Author: Manfred Schmitz, Chief Technical Officer, MEN Mikro Elektronik
Most modular computers support physical addressing. For CompactPCI Serial – PICMG CPCI-S.0 – this addressing is particularly important.
Modern serial buses such as SATA, PCI Express or Ethernet support all mechanisms for automatic configuration to simplify installation of new hardware. For instance, if you connect a hard disk to a computer using SATA, this drive will be automatically recognized and can be used without any further configuration. This advantage can at the same time be a pitfall – just think about a hard disk RAID configuration. In the case of a failure, you have to find and replace the right drive. This problem is also known with USB devices. If you connect two USB Flash drives to a computer, you don't know which drive is accessed where.
This is why physical addressing is a necessity for modular computer periphery. CompactPCI Serial supports this type of addressing. The base specification of CPCI-S defines one system slot and up to eight peripheral slots. The system slot is recognized by a special signal (SYSEN), not needing any additional address information. Even if the base standard does not explicitly describe this, you can of course expand the eight peripheral slots using suitable bridges. Since a 19-inch card cage accommodates a maximum of 21 slots, 4 lines are provided for the distinction between these slots. Depending on the backplane position, these lines will be either left open on the backplane, permanently connected to ground, or connected to ground with a 1 kOhm resistor. This results in 24 different combinations.
To assure the compatibility of different manufacturers, the CompactPCI Serial specification prescribes the order in which interfaces like SATA must be implemented on the system slot, if not all 8 interfaces can be supported. If a CPU board is able to support only 2 SATA channels, for example, these need to be SATA 7 and 8 (SATA 1 to 6 remaining unsupported). The base specification defines slots 7 and 8 to be implemented at the very right of the system.

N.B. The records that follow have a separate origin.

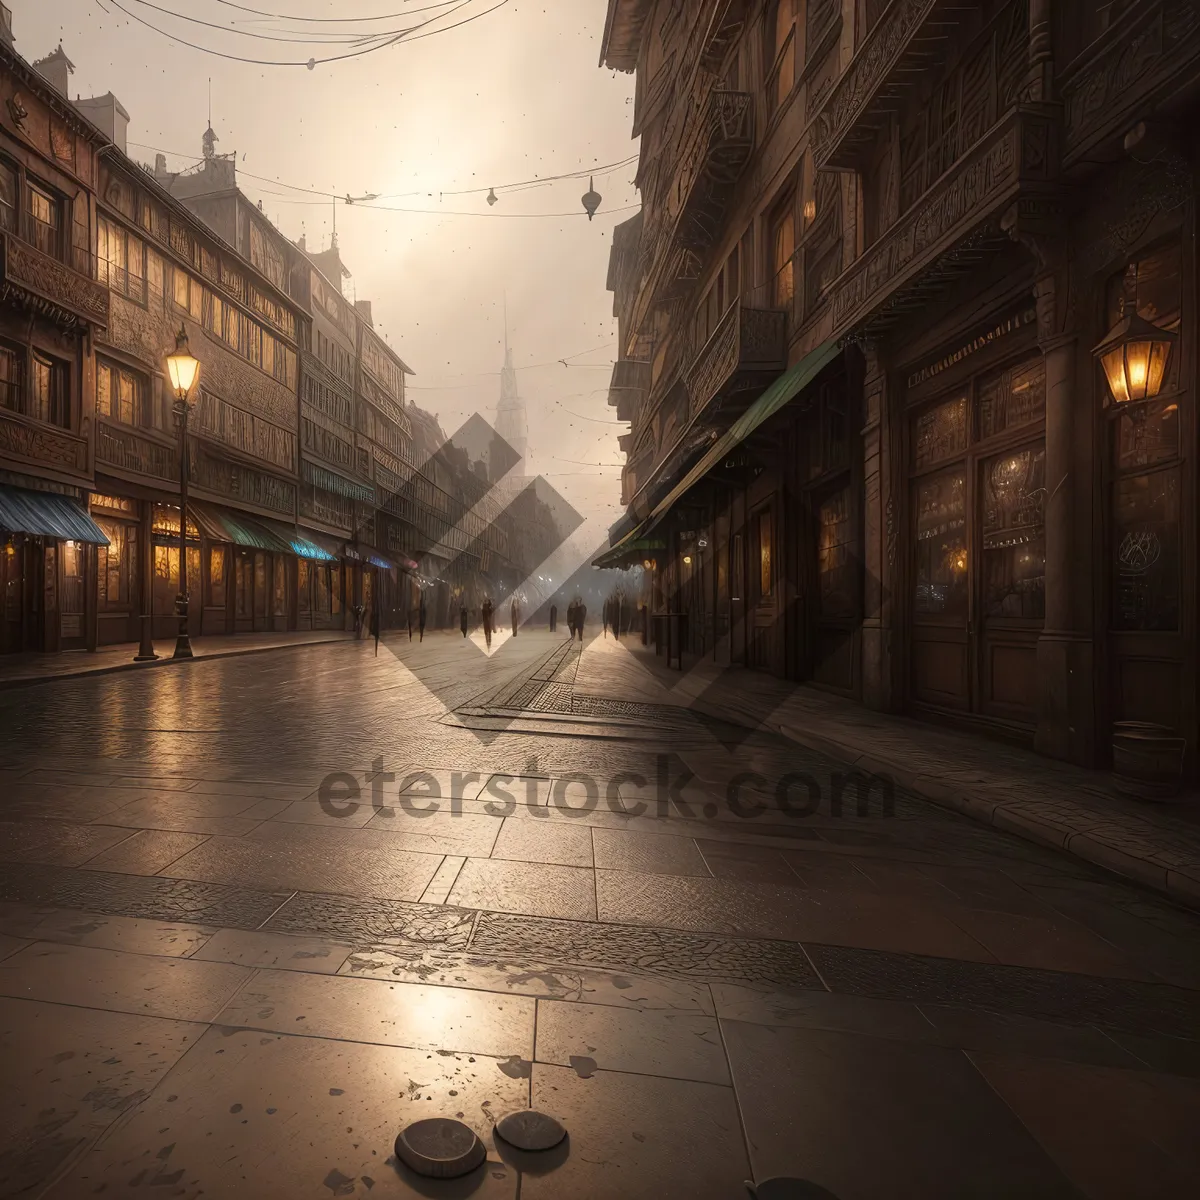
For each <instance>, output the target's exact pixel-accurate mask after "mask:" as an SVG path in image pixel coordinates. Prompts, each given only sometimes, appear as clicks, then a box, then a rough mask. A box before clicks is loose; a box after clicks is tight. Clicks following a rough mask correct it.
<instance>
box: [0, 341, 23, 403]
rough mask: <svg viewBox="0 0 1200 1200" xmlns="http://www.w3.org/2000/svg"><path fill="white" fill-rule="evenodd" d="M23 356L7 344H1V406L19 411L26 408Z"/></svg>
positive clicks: (0, 368)
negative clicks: (24, 383)
mask: <svg viewBox="0 0 1200 1200" xmlns="http://www.w3.org/2000/svg"><path fill="white" fill-rule="evenodd" d="M23 362H24V360H23V356H22V355H20V353H19V352H17V350H14V349H11V348H10V347H7V346H0V408H7V409H8V410H10V412H12V413H19V412H20V410H22V409H23V408H24V388H23V383H24V372H23V371H22V366H23Z"/></svg>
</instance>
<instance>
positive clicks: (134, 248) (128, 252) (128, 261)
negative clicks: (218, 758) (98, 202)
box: [96, 216, 146, 304]
mask: <svg viewBox="0 0 1200 1200" xmlns="http://www.w3.org/2000/svg"><path fill="white" fill-rule="evenodd" d="M145 275H146V272H145V244H144V242H143V241H142V239H140V238H138V236H134V235H133V234H131V233H127V232H126V230H125V229H124V228H122V227H121V226H119V224H116V222H114V221H109V220H108V217H104V216H101V217H100V218H98V220H97V222H96V276H97V278H98V280H100V282H101V283H103V284H106V286H107V287H109V288H112V289H113V290H114V292H120V293H121V295H126V296H128V298H130V299H131V300H137V301H138V304H145V298H146V280H145Z"/></svg>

The recognition mechanisms of RAID controllers expect the first drive at address 0. For this reason, the slot at the very right of the system has ID 0 (all 4 address lines are connected to GND). Accordingly, the neighboring slot to the left has ID 1, and so on.
The physical addressing of CompactPCI Serial is simple and functional. It is compatible with standards such as SFF-8485 (Specification for Serial GPIO (SGPIO) Bus) for hard drive RAIDs. This allows to implement inexpensive, optimized solutions.